Staatlich anerkannte Fachlehrer/innen für musisch-technische Fächer unterrichten in Fächern wie Sport, Technik, bildende Kunst, Musik, Informationstechnik, Werken oder Alltagskultur und Gesundheit. Sie bereiten den Schulstoff schülergerecht auf und beschaffen oder erstellen Unterrichtsmaterialien.
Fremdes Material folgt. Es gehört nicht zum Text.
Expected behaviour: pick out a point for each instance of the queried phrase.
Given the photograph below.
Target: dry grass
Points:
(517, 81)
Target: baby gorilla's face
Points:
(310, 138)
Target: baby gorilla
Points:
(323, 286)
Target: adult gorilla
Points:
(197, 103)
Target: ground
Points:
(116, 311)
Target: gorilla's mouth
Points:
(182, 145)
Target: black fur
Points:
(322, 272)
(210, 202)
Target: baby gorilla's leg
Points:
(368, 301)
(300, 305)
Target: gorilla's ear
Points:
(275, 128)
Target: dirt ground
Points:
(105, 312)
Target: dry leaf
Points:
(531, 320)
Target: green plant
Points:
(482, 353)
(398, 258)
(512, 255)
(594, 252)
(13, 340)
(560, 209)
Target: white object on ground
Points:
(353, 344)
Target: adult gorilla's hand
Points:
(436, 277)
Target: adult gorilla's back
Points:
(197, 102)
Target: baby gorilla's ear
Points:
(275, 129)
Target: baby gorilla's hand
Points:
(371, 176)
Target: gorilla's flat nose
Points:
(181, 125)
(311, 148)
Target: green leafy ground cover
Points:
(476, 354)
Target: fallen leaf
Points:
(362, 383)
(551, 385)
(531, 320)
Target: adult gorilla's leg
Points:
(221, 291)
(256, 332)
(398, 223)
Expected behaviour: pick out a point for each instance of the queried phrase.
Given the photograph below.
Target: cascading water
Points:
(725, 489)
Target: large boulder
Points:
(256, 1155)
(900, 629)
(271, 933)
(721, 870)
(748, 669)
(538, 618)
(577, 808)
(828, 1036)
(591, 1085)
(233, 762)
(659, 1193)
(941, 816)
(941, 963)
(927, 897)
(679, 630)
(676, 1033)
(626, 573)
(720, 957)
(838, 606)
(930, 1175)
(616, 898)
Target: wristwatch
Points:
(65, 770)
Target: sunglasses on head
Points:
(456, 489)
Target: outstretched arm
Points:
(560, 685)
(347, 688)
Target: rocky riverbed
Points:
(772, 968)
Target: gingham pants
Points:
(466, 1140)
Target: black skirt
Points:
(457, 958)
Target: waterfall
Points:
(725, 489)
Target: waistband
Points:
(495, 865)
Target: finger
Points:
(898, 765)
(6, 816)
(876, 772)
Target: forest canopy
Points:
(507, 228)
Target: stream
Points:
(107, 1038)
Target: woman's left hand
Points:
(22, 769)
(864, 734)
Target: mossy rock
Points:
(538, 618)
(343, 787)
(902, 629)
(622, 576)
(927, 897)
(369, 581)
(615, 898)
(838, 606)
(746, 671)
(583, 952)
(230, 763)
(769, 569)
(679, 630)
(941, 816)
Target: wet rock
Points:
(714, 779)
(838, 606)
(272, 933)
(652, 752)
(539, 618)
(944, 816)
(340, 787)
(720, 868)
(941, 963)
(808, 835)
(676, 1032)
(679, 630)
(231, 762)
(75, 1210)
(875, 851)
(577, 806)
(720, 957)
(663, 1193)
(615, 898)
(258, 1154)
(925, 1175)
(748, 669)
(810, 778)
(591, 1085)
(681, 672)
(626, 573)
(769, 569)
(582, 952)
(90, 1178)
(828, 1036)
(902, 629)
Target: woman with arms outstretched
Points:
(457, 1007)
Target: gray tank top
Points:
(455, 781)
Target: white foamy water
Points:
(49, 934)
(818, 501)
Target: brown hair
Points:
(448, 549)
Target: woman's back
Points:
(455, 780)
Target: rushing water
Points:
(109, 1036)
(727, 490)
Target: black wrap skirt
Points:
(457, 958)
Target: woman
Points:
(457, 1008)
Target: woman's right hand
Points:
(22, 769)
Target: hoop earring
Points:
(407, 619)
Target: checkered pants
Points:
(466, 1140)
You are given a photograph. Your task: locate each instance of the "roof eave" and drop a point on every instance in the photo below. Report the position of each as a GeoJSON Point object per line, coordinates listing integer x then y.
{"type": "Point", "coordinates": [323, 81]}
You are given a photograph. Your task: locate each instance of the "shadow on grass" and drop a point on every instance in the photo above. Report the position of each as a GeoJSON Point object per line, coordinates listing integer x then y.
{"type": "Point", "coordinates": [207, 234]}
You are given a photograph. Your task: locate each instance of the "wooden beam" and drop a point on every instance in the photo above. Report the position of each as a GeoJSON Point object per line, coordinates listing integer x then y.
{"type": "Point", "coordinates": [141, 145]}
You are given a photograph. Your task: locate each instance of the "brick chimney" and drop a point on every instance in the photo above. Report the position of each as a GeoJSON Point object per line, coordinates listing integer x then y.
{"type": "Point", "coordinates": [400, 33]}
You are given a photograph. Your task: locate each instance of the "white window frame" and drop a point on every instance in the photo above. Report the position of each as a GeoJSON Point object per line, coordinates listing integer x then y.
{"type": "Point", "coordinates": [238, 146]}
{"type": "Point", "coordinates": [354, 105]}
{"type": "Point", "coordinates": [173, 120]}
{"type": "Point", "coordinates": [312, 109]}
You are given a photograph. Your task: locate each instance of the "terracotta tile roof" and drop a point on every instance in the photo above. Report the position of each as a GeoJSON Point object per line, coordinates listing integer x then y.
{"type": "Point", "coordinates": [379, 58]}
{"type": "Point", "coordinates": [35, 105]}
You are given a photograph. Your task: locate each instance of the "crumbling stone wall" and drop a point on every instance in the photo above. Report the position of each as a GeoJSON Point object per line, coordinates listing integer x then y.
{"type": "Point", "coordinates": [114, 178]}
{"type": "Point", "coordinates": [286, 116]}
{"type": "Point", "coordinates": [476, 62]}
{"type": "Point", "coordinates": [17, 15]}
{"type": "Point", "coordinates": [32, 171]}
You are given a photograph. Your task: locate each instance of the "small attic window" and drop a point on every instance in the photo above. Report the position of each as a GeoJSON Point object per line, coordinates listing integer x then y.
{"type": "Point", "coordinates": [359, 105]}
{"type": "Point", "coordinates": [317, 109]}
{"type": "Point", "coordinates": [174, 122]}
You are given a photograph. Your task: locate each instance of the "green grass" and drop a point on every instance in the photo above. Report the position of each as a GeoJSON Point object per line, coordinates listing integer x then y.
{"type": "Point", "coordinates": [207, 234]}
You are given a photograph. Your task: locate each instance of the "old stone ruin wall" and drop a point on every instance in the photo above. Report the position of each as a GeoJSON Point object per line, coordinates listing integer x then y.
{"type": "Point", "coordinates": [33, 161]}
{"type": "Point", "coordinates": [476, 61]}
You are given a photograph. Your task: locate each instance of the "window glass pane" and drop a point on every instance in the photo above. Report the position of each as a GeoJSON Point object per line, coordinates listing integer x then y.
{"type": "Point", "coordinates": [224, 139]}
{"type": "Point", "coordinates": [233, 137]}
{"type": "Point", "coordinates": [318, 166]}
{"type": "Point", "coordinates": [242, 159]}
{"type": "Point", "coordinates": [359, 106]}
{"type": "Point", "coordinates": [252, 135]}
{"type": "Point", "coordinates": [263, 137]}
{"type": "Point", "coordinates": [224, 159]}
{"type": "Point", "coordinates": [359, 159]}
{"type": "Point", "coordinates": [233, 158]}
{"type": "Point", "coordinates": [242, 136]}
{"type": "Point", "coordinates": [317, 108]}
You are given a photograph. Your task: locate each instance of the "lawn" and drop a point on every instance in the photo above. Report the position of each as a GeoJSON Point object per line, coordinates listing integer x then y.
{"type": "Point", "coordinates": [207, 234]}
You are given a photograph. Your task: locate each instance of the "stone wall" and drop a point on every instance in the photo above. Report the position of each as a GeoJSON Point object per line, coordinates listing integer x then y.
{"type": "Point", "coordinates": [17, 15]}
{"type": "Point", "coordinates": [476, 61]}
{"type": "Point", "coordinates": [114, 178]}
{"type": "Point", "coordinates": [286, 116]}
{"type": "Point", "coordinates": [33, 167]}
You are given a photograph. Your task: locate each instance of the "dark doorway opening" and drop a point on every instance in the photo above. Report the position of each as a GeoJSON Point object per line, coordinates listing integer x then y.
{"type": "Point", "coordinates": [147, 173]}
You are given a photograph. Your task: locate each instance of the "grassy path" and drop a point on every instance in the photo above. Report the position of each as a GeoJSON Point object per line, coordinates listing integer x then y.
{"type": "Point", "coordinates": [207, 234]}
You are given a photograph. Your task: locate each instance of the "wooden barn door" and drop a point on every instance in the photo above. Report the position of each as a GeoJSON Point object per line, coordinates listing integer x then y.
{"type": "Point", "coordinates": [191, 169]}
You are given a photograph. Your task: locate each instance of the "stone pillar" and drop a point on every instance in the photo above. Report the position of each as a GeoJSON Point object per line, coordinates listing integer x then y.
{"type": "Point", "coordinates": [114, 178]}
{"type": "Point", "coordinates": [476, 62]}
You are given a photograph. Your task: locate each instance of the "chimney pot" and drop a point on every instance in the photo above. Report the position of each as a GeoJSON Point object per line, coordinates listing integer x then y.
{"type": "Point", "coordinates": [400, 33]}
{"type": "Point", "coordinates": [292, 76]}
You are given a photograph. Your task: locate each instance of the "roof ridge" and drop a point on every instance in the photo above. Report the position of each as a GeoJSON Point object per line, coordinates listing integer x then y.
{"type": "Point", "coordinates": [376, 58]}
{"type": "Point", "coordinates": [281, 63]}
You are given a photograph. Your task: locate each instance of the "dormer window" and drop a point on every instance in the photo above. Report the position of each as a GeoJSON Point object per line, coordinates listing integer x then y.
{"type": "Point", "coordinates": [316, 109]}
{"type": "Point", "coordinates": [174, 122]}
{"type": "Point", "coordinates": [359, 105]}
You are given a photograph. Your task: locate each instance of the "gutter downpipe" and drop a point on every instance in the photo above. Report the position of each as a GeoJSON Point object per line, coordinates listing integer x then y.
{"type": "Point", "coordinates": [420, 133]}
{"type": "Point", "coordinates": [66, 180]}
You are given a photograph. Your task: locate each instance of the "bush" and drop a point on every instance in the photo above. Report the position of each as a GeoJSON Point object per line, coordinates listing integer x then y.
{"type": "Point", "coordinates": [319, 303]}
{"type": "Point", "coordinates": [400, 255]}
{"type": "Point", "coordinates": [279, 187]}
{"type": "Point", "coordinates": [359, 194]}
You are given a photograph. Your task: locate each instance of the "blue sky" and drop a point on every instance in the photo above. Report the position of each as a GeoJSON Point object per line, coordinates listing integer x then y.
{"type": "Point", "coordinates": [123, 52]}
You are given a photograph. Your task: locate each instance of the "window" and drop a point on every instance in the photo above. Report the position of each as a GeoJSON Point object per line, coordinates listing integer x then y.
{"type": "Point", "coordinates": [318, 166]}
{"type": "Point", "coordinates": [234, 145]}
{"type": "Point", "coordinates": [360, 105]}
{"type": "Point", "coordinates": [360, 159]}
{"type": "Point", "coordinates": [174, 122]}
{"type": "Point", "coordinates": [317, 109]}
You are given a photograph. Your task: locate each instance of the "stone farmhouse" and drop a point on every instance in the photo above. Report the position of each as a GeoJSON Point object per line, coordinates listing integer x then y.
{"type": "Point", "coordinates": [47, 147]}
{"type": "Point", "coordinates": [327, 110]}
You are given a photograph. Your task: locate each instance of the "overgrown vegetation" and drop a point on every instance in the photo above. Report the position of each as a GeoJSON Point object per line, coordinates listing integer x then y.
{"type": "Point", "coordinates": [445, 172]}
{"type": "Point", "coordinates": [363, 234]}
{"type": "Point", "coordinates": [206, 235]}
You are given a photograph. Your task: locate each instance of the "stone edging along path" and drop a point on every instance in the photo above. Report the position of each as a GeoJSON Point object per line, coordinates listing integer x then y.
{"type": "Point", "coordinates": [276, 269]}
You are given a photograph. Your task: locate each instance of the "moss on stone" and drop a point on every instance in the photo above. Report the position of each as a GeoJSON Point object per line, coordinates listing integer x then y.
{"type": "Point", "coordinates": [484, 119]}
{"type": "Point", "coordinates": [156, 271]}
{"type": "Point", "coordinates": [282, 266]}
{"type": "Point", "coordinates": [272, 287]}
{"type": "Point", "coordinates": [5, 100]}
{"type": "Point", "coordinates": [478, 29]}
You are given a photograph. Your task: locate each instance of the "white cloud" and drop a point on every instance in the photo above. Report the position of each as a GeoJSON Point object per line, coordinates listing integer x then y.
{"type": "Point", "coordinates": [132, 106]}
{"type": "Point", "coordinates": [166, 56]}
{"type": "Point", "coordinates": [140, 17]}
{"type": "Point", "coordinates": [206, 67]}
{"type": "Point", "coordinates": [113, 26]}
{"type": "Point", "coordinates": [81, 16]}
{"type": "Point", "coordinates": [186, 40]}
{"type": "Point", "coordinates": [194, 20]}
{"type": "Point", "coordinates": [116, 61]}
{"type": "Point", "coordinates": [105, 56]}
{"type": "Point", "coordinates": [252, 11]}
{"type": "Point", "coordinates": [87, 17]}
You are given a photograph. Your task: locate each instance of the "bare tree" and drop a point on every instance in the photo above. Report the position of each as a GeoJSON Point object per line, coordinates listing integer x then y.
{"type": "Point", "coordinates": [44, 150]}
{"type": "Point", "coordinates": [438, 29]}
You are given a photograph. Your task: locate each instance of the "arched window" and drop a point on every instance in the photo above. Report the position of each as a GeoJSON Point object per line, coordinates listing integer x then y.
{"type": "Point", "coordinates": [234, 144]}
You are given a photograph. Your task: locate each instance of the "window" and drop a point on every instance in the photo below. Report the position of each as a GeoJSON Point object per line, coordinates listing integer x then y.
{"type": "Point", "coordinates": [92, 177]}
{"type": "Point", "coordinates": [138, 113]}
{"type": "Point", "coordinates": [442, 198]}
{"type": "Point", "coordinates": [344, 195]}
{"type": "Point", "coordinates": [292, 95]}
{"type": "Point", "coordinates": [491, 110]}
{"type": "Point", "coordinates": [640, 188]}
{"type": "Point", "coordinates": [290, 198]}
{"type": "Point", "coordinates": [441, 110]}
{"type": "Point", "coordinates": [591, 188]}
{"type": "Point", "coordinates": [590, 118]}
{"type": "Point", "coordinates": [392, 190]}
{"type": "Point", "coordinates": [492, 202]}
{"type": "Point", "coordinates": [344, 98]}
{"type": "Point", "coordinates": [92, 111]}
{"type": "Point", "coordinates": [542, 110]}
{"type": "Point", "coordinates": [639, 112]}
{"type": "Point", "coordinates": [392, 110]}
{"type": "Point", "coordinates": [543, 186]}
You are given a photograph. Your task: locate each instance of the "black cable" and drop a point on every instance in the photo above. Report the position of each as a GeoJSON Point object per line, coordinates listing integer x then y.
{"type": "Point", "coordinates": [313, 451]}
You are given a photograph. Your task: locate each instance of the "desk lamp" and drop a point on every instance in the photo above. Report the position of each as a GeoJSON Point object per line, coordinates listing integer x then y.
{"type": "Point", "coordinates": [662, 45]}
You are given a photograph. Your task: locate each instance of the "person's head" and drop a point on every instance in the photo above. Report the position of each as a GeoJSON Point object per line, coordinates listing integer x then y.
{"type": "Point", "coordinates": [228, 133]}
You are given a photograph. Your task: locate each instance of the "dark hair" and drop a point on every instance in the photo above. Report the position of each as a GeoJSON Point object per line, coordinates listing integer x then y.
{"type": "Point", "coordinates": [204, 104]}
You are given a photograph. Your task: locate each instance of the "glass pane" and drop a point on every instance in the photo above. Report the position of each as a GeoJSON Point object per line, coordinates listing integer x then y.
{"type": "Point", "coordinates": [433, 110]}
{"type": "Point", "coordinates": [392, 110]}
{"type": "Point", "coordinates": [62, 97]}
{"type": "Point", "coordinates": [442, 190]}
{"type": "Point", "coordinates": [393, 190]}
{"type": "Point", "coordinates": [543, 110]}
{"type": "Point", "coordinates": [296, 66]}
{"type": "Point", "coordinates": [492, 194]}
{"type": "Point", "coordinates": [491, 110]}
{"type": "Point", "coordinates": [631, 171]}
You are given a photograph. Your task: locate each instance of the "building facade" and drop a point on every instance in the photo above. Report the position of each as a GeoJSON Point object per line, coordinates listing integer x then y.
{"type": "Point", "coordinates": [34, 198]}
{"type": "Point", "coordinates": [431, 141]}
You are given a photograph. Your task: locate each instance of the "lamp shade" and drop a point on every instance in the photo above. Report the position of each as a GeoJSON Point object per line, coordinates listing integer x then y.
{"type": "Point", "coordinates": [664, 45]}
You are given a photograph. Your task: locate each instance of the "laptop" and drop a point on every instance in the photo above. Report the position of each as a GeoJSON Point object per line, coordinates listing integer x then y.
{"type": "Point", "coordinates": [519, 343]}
Arbeitsmarkt & KI-Daten 2024 / 2026

Menschliche Stärken i

Kommunikationsfähigkeit
Teamfähigkeit
Eigenverantwortung
Schöpferische Fähigkeit

Gehalt

5.456 €

Median / Monati

Unteres Viertel

4.473 €

Oberes Viertel

6.428 €

Fachliche Stärken i

Pflege-, MedizinpädagogikEntwicklungPlanungOrganisation

39.469

Beschäftigte i

1.821

Offene Stellen i

Arbeitslose i

869

KI-Automatisierungsrisiko — Entwicklung i

20132022

18%9%0%
20132022: 18%

Beschäftigte — Entwicklung i

20122024

39.469-16% seit 2012
48.32643.89839.469
20122024

Gehalt — Entwicklung i

20122024

5.456 €+29%
6.428 €4.928 €3.427 €
20122024

Arbeitsmarkt-Trend i

StellenangeboteArbeitslose
289Stellen 2024
869Arbeitslose 2024
869497125
20122024

Fachlehrer/in - musisch-technische Fächer im KI-Check: die Daten im Detail

Mit einem KI-Risiko Score von 33% bewertet ersetzt-ki.de, wie stark Künstliche Intelligenz die Tätigkeiten im Beruf Fachlehrer/in - musisch-technische Fächer verändern könnte. Das entspricht in etwa dem Durchschnitt des Berufsfelds Bildung & Erziehung (29%). In die Bewertung fließt das technische Automatisierungspotenzial von 18% (IAB Job-Futuromat) ein, ergänzt um die reale KI-Anwendbarkeit aus der Microsoft-Analyse von 200.000 Arbeitskonversationen sowie aktuelle Arbeitsmarktdaten der Bundesagentur für Arbeit.

Von 28 erfassten Kerntätigkeiten des Berufs gelten 7 als grundsätzlich durch KI automatisierbar — darunter Informationstechnik, Computertechnik, Textverarbeitung, E-Learning, Teleteaching, Lernzielkontrolle, Smartboard und Recherche und 1 weitere. Als schwer ersetzbar gelten dagegen Tätigkeiten wie Didaktik, Erziehungswissenschaft, Pädagogik, Schüler-, Studentenbetreuung, Tutorials, Methodik, Pädagogische Psychologie, Schulpsychologie und Unterricht (schulischer Bereich) und 15 weitere — hier bleiben menschliches Urteilsvermögen, Beziehung oder körperliche Arbeit entscheidend.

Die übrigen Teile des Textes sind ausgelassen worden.